Sta suscitando vasta eco la situazione dei pazienti ricoverati presso le comunità terapeutiche di area salute mentale nella attuale fase della pandemia da Covid-19.
In particolare da più parti viene segnalato come i pazienti vivrebbero, all’interno di queste Comunità Terapeutiche, una condizione di contenimento assimilata, con evidente esagerazione, a quella di reclusione.
Sul merito occorre ricordare come diverse regioni già a Marzo avessero dato indicazioni speciali circa la possibilità di movimento dei pazienti psichiatrici (e dei disabili gravi) grazie alle quali la fase di contenimento ha potuto essere gestita con un sufficiente grado di elasticità.
Dopo la “riapertura” ed il conseguente leggero allentamento delle misure restrittive, assistiamo ad una sorta di arresto di questo allentamento che di fatto congela la situazione al mese di Maggio.
Giova ricordare che, più di recente, l’assimilazione dei residenti nelle comunità Terapeutiche ai cosiddetti “congiunti” ha nei fatti consentito ulteriori miglioramenti quanto a possibilità di gestione, mantenendo un elevato grado di sicurezza, della possibilità di apertura ad uscite e visite di parenti ed amici.
Detto ciò, non si può non considerare il fatto che il vivere comunitario comporti un maggior rischio di largo contagio rispetto a quello che si corre in un ambiente ordinario famigliare o professionale.
Se è vero, infatti, che il singolo paziente è assolutamente ed a tutti gli effetti un cittadino come gli altri, con i diritti ed i doveri di ciascun cittadino, è vero che il contesto in cui risiede prevede una concentrazione di una ampia pluralità di soggetti (altri pazienti ed operatori professionali) in spazi che sono per loro natura ristretti e che per questo possono favorire una rapida diffusione del virus e la generazione di un focolaio.
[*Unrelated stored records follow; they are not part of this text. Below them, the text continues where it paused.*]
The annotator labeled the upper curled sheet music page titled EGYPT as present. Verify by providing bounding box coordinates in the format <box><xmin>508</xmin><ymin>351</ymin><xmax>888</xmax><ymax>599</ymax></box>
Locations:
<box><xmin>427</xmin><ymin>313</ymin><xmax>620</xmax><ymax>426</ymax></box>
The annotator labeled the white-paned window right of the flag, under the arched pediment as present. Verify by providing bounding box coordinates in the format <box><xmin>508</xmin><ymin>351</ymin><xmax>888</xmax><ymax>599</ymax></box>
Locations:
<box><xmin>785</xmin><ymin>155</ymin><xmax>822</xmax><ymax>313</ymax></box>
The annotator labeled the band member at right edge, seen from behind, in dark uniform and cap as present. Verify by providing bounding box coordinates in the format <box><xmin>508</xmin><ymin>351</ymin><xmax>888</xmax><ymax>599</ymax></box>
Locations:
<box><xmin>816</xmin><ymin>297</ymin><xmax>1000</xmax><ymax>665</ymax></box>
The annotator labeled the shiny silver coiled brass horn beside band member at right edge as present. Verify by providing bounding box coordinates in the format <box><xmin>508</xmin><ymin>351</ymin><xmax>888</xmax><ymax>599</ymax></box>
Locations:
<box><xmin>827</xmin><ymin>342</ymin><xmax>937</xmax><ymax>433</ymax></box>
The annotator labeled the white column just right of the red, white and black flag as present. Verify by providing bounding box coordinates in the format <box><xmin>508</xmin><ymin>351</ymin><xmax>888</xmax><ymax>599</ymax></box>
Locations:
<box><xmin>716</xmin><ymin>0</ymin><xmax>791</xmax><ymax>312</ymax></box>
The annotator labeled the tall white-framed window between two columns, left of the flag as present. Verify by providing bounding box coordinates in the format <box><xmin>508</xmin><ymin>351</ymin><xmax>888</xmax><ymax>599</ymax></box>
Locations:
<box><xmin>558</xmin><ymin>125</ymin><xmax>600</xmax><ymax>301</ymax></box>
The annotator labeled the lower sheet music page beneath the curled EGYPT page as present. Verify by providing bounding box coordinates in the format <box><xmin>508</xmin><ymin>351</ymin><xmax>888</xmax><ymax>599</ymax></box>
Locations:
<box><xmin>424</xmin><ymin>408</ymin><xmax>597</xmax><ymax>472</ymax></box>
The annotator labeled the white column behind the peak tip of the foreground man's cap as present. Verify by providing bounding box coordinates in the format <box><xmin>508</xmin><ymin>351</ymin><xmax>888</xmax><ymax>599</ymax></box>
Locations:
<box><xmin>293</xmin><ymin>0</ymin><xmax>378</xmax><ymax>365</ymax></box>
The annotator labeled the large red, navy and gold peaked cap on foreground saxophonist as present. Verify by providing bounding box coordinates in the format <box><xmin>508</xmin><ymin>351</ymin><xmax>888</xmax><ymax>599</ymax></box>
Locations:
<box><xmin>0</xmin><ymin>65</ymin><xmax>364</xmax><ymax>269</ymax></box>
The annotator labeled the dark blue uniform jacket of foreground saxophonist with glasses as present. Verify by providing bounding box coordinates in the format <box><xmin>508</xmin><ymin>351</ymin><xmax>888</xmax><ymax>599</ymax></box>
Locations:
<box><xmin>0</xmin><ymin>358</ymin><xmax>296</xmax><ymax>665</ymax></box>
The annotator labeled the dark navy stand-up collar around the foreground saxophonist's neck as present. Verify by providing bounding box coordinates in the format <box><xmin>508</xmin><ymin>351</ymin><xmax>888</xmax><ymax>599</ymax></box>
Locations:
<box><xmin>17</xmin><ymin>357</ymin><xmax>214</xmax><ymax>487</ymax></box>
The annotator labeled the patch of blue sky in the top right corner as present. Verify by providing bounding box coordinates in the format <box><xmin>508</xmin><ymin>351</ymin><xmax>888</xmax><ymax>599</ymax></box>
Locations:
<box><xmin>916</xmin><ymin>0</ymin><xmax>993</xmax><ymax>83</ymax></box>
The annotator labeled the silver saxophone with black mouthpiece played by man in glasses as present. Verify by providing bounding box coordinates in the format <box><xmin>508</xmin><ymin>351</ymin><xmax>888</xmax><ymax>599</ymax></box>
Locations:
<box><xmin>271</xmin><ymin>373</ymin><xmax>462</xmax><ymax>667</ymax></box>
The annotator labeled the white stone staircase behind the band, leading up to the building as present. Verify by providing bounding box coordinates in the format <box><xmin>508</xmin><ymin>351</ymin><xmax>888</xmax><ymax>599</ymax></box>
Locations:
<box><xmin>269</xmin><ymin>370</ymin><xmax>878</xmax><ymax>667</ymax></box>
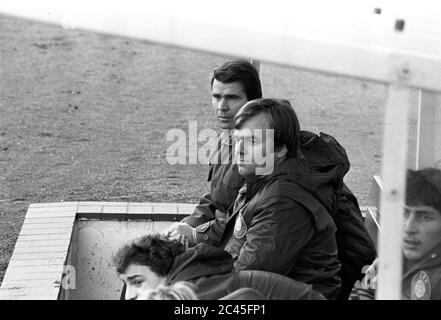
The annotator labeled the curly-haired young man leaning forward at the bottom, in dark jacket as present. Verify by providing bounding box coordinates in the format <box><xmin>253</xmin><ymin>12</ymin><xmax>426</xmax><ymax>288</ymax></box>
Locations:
<box><xmin>113</xmin><ymin>234</ymin><xmax>324</xmax><ymax>300</ymax></box>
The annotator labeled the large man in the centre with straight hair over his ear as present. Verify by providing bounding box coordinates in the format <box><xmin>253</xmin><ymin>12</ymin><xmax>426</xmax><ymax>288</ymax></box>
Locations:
<box><xmin>217</xmin><ymin>99</ymin><xmax>340</xmax><ymax>298</ymax></box>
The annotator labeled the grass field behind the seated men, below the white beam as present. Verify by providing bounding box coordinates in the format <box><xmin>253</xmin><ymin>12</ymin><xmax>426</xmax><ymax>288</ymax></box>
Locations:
<box><xmin>0</xmin><ymin>16</ymin><xmax>420</xmax><ymax>282</ymax></box>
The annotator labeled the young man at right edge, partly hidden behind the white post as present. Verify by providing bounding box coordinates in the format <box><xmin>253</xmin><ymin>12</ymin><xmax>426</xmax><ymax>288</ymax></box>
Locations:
<box><xmin>351</xmin><ymin>168</ymin><xmax>441</xmax><ymax>300</ymax></box>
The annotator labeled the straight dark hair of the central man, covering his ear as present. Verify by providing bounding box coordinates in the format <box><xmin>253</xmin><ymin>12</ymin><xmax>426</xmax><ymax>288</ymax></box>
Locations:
<box><xmin>233</xmin><ymin>99</ymin><xmax>300</xmax><ymax>158</ymax></box>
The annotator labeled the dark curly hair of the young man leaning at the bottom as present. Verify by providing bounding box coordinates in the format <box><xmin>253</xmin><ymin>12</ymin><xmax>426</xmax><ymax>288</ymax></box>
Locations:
<box><xmin>112</xmin><ymin>234</ymin><xmax>185</xmax><ymax>276</ymax></box>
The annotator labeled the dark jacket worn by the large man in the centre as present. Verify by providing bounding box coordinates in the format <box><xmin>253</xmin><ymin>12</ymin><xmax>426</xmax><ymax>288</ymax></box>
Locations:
<box><xmin>221</xmin><ymin>158</ymin><xmax>340</xmax><ymax>298</ymax></box>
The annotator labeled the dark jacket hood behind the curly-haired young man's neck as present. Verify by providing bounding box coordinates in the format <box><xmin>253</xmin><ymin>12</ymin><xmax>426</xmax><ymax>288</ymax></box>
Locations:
<box><xmin>167</xmin><ymin>243</ymin><xmax>233</xmax><ymax>283</ymax></box>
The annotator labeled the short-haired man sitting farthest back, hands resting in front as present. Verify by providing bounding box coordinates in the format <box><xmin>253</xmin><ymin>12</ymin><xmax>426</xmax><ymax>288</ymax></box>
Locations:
<box><xmin>164</xmin><ymin>59</ymin><xmax>254</xmax><ymax>245</ymax></box>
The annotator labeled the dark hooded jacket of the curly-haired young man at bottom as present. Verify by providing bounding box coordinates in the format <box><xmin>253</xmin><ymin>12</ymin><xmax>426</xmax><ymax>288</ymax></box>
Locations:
<box><xmin>167</xmin><ymin>243</ymin><xmax>324</xmax><ymax>300</ymax></box>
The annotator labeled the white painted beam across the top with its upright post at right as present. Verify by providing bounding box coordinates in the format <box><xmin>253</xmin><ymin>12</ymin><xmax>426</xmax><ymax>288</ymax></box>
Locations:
<box><xmin>0</xmin><ymin>0</ymin><xmax>441</xmax><ymax>299</ymax></box>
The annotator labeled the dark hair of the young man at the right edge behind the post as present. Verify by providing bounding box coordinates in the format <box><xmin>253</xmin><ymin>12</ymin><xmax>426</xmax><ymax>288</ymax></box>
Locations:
<box><xmin>406</xmin><ymin>168</ymin><xmax>441</xmax><ymax>213</ymax></box>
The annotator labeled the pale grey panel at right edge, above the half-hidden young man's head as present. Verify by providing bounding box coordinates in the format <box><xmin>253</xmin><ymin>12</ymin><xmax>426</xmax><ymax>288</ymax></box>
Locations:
<box><xmin>416</xmin><ymin>90</ymin><xmax>441</xmax><ymax>169</ymax></box>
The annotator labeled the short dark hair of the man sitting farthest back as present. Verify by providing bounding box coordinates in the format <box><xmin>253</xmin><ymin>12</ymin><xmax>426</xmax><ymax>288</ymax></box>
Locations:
<box><xmin>211</xmin><ymin>59</ymin><xmax>262</xmax><ymax>100</ymax></box>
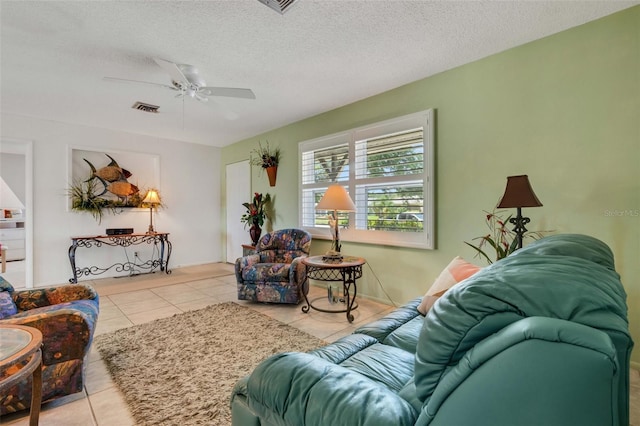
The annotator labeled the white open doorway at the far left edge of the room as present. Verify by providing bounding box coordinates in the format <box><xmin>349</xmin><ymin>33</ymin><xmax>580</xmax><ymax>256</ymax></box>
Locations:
<box><xmin>0</xmin><ymin>139</ymin><xmax>33</xmax><ymax>288</ymax></box>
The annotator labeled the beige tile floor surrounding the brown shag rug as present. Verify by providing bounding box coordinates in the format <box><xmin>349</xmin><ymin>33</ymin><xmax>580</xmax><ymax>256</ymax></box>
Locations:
<box><xmin>0</xmin><ymin>263</ymin><xmax>640</xmax><ymax>426</ymax></box>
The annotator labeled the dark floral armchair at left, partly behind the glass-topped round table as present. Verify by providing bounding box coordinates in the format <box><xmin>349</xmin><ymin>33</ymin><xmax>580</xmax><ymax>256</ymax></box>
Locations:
<box><xmin>0</xmin><ymin>277</ymin><xmax>99</xmax><ymax>415</ymax></box>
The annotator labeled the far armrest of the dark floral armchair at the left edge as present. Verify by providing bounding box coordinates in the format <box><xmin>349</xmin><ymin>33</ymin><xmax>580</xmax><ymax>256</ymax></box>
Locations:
<box><xmin>13</xmin><ymin>284</ymin><xmax>98</xmax><ymax>311</ymax></box>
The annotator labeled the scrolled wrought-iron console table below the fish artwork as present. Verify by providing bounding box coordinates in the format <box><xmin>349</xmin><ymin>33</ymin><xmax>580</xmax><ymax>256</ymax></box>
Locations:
<box><xmin>69</xmin><ymin>232</ymin><xmax>171</xmax><ymax>283</ymax></box>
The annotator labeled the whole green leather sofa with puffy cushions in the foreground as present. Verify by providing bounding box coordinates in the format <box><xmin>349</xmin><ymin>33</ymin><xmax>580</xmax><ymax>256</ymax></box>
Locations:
<box><xmin>231</xmin><ymin>235</ymin><xmax>633</xmax><ymax>426</ymax></box>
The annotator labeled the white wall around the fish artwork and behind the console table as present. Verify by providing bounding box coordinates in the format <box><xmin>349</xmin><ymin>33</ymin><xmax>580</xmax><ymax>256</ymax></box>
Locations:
<box><xmin>0</xmin><ymin>114</ymin><xmax>222</xmax><ymax>287</ymax></box>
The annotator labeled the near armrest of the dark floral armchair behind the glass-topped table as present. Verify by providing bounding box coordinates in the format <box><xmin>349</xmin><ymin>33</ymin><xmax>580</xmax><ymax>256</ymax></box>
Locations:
<box><xmin>0</xmin><ymin>300</ymin><xmax>99</xmax><ymax>365</ymax></box>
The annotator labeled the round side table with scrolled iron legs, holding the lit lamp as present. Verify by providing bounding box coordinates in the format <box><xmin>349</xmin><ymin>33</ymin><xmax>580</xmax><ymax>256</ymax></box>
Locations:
<box><xmin>302</xmin><ymin>256</ymin><xmax>367</xmax><ymax>322</ymax></box>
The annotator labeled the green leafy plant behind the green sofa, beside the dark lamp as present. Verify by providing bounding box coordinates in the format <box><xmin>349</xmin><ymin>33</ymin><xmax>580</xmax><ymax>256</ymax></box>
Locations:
<box><xmin>464</xmin><ymin>210</ymin><xmax>544</xmax><ymax>264</ymax></box>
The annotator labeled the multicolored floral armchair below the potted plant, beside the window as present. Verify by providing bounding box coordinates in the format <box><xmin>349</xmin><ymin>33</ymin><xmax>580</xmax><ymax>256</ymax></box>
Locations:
<box><xmin>235</xmin><ymin>229</ymin><xmax>311</xmax><ymax>304</ymax></box>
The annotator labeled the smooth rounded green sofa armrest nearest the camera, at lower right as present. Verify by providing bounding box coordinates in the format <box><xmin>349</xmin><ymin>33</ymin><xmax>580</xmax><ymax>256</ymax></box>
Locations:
<box><xmin>416</xmin><ymin>317</ymin><xmax>620</xmax><ymax>425</ymax></box>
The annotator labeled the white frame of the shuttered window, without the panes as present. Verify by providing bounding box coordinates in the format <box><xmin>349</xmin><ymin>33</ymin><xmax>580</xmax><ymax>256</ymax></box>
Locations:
<box><xmin>298</xmin><ymin>109</ymin><xmax>435</xmax><ymax>250</ymax></box>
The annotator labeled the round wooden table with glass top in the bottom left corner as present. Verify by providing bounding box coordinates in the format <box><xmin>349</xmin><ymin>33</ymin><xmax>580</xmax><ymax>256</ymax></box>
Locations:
<box><xmin>0</xmin><ymin>324</ymin><xmax>42</xmax><ymax>426</ymax></box>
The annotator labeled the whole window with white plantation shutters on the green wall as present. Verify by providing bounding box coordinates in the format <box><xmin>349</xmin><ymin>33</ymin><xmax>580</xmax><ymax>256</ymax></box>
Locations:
<box><xmin>299</xmin><ymin>110</ymin><xmax>435</xmax><ymax>249</ymax></box>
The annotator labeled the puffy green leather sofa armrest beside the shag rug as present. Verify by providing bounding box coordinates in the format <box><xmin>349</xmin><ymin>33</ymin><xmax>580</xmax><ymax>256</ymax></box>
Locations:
<box><xmin>246</xmin><ymin>353</ymin><xmax>417</xmax><ymax>426</ymax></box>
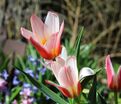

Il che avrebbe conseguenze potenzialmente drammatiche.
Siamo ancora in una fase di transizione e, pur condividendo molte delle obiezioni portate dalle Associazioni dei famigliari e di tutela dei pazienti, mantenere alta la guardia sull’uso dei dispositivi di protezione individuale, procedere con la massima prudenza per quel che riguarda le visite dall’esterno, ed ancora con maggiore prudenza per quel che riguarda le visite a domicilio rappresenta ancora oggi un’alta forma di senso di responsabilità verso la tutela della salute dei pazienti.
La stagione ancora bella permette invece ampia possibilità di attività all’aria aperta dove l’uso dei DPI ed il mantenimento delle distanze consente ottime possibilità di socializzazione.